Fraglos holprig und stockend ließ sich der Umbau selber an. Das begann bei Leitungen und Kabelsträngen, die gar nicht, an anderer Stelle oder in geringerem Umfang unterm alten Pflaster erwartet worden waren. Und dann der unvermutet weit unter die Fahrbahn reichende Keller des Hauses Mühlstraße 1. Dass der angeblich in keinem Bestandsplan vermerkt war, ist unbegreiflich. Ein Rätsel wird wohl jener Messfehler bleiben, der die Fahrbahn dem Schulberg zu nahe und das Vorhaben vorübergehend zwei Wochen in Verzug brachte.
Geschenkt ist hingegen die Kritik an der Kostensteigerung, soweit sie sich auf die Stützmauer bezieht. Wo uralte Substanz saniert wird, kommen unangenehm teure Überraschungen keineswegs überraschend. Der Fehler war, das Unvorhergesehene nicht einzukalkulieren.
Zweierlei hat dann tatsächlich überrascht. Dass trotz technischen Missgeschicks – aus dem hoffentlich Lehren gezogen werden – der Termin gehalten wurde. Und dass der Umbau der Straße so gut bekam: In den Abend- und Nachstunden nehmen die beleuchteten beidseitigen Mauerbögen der Straße das unheilvolle Dunkle.
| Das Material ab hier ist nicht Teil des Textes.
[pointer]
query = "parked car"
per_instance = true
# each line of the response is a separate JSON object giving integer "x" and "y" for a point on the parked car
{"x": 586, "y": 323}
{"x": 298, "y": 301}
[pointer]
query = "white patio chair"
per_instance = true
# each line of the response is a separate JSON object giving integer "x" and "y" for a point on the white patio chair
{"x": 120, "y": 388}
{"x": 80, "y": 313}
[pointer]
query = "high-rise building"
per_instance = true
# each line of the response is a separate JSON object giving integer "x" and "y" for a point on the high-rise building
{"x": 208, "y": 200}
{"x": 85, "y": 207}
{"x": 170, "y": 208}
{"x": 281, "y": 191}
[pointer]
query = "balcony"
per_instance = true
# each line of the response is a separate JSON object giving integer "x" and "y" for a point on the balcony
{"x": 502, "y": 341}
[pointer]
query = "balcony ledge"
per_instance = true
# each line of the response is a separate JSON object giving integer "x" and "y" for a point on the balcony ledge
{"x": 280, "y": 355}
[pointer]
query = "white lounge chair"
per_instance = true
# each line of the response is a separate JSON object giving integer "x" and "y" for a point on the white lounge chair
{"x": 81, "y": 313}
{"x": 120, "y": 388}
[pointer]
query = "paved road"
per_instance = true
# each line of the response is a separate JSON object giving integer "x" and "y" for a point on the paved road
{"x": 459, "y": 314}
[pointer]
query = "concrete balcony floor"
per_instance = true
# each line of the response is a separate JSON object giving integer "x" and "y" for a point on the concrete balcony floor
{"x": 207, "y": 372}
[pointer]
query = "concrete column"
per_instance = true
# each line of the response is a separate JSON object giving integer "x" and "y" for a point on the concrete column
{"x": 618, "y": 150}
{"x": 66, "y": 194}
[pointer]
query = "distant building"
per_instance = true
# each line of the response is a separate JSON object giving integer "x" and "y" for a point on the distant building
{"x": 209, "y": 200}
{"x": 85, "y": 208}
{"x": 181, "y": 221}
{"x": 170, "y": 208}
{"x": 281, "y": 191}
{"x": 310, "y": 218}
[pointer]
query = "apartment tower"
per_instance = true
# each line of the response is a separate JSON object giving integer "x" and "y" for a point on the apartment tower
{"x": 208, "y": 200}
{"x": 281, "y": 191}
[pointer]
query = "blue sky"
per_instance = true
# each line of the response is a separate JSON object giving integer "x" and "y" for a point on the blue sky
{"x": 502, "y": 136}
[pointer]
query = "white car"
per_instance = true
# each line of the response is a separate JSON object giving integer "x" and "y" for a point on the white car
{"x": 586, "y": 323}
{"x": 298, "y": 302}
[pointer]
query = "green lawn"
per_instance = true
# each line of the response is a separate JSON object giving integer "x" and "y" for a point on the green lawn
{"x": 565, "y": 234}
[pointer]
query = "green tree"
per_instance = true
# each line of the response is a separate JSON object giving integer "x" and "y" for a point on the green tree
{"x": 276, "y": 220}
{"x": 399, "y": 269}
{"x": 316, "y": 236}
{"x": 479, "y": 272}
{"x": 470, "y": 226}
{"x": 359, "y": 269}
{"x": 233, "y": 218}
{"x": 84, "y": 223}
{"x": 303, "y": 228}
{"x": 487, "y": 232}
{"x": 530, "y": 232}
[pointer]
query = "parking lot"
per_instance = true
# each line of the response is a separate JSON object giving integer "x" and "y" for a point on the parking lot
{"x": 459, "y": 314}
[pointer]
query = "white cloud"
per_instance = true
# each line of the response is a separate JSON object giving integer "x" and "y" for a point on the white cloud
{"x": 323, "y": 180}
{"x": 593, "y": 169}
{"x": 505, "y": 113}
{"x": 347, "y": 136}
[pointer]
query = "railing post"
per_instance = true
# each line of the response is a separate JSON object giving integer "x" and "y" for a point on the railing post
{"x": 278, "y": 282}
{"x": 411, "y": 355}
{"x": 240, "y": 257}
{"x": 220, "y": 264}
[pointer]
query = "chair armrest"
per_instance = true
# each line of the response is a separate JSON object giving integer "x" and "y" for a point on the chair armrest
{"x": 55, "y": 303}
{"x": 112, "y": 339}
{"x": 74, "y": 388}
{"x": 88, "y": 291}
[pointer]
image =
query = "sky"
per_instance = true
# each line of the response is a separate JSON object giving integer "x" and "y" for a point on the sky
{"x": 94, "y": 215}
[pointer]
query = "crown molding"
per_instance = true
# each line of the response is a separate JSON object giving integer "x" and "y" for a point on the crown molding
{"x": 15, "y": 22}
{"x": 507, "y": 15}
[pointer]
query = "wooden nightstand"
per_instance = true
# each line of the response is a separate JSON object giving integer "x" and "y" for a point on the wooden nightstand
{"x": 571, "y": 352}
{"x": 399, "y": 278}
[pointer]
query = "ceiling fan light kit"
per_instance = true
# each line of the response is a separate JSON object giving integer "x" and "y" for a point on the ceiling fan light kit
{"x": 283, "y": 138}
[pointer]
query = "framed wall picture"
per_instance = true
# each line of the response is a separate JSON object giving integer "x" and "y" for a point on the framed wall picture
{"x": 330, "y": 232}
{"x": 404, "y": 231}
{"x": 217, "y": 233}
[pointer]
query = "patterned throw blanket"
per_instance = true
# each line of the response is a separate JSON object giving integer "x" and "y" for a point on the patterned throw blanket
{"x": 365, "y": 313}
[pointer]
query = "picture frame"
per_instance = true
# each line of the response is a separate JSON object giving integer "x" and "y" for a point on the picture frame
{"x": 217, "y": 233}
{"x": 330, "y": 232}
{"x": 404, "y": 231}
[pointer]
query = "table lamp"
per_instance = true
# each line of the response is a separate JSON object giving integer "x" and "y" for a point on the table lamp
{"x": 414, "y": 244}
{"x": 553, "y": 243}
Auch tagsüber ist die Straßenschlucht heller und weiter geworden. Jetzt sind nur noch die Fassaden der privaten Häuser zu renovieren.
In der „Mittwochspalte“ vor Weihnachten nannte der WUT-Stadtrat Jürgen Höritzer die neue Mühlstraße „ein gelungenes Weihnachtsgeschenk“ für den Einzelhandel. Die Straße sei „ein Hingucker“ geworden und locke „ungezählte, kauffreudige Menschen in die Innenstadt“.
Und was soll nun aus diesem unverhofften Schmuckstück werden? Der Facharzt und vormalige Stadtrat Dr. Uwe Heldmaier lotet seit etlichen Monaten auf einer Internetseite (www.basisdemokratie.info) die lokale öffentliche Meinung aus. Ob die Mühlstraße „vollständig für den Individualverkehr gesperrt“ werden soll, ist seit langem die am häufigsten beantwortete Frage. Das Ergebnis ist ebenso so lange klar und deutlich: Zwei Drittel aller Antwortenden sagen stets „ja, ich stimme zu“.